Friday, June 19, 2015

Indian Man Loses Long Legal Battle Over His Own Birth


Relatives of Indian patients, who suffered from complications that also killed 13 women after undergoing mass sterilization in a government-run programme, take care of children of the affected women in Bilaspur on November 14, 2014 ©Sanjay Kanojia (AFP)

An Indian man who sued the authorities over his own birth because his mother conceived after undergoing sterilization in a state clinic, has lost his decades-long legal battle.

Rajesh Laljibhai Patel's mother launched a lawsuit against the government of India's western Gujarat state two years after he was born in 1985.

Vijuben Patel, who already had four children, had undergone a sterilization procedure at a camp organized by authorities in the state six years earlier.
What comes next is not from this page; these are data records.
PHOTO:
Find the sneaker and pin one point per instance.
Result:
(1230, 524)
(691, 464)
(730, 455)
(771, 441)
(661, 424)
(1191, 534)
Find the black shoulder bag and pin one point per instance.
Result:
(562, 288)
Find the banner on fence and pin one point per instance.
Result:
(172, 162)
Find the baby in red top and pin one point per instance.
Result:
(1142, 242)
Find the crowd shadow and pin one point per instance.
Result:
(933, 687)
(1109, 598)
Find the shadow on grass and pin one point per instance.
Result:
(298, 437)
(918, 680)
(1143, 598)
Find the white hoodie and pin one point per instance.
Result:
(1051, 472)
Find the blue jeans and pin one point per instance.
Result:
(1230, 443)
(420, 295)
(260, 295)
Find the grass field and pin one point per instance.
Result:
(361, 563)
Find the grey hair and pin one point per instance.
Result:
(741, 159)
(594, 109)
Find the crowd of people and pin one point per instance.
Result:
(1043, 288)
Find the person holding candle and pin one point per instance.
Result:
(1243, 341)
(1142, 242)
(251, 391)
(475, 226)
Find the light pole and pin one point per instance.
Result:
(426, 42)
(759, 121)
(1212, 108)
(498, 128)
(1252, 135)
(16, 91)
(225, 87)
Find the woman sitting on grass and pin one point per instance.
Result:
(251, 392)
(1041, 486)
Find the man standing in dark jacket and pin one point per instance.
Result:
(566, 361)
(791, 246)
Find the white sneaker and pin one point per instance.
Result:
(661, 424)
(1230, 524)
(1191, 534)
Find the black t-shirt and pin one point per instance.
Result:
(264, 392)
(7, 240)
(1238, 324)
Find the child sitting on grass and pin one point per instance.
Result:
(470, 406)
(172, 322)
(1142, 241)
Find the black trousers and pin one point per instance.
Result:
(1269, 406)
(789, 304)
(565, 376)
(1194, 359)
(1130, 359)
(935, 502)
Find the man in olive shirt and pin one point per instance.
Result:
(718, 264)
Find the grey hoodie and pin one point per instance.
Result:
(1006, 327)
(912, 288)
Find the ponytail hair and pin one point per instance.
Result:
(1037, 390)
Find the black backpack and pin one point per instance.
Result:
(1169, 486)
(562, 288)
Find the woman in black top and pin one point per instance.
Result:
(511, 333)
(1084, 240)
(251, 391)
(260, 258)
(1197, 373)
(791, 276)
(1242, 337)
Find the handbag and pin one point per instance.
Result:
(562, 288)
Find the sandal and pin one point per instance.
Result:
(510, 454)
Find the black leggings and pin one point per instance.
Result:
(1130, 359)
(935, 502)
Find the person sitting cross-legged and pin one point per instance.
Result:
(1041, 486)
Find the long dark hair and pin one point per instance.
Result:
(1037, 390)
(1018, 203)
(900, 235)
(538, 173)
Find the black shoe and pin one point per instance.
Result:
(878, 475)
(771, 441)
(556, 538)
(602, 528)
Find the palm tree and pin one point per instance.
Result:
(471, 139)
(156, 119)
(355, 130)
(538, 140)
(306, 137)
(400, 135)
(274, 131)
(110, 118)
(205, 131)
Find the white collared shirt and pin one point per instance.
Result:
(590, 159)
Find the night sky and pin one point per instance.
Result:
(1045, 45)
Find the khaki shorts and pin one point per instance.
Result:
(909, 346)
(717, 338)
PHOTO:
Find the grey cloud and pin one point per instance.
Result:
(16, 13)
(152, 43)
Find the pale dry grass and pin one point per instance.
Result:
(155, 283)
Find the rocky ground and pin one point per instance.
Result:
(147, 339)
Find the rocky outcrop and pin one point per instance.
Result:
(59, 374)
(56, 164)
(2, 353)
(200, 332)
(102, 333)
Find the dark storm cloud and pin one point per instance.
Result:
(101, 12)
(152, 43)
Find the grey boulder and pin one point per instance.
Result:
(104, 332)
She argued that government should pay for her son's maintenance, citing medical negligence, and named him as a plaintiff in the case even though he was just two years old at the time.

AFP report continues:
India's legal system moves notoriously slowly and it was not until 1992 that the court ruled in her favour, ordering authorities to pay her 25,000 rupees (about US$400).

But the authorities appealed, and a higher court finally ordered the family to repay the money in December last year -- by which time Rajesh had grown up and his mother had died.

Rajesh, now a soldier in the Indian army, launched a counter-appeal in April.

His lawyer E E Saiyed told AFP said he wanted to achieve justice for his late mother.

But the Gujarat high court rejected his appeal, ruling that sterilization carried a marginal rate of failure and his birth did not constitute medical negligence.

"Prima facie it appears that all methods of family planning have small but varying degrees of possibility of failure," Justice Akil Kureshi said in his judgement, adding that Rajesh will have to repay the 25,000 rupees given to his mother.

India, which is set to become the world's most populated country in the next decade, has been trying for decades to curb population growth.

While the national government officially abandoned targets for family planning in 1996, local authorities still offer cash incentives to women who undergo sterilization.

Rights groups say this amount to coercion. The problem was highlighted last year when 13 women died after a government-run mass sterilization programme in the central state of Chhattisgarh.
The procedure involves tubal ligation, or tying of the fallopian tubes, and the failure rate is around one per cent.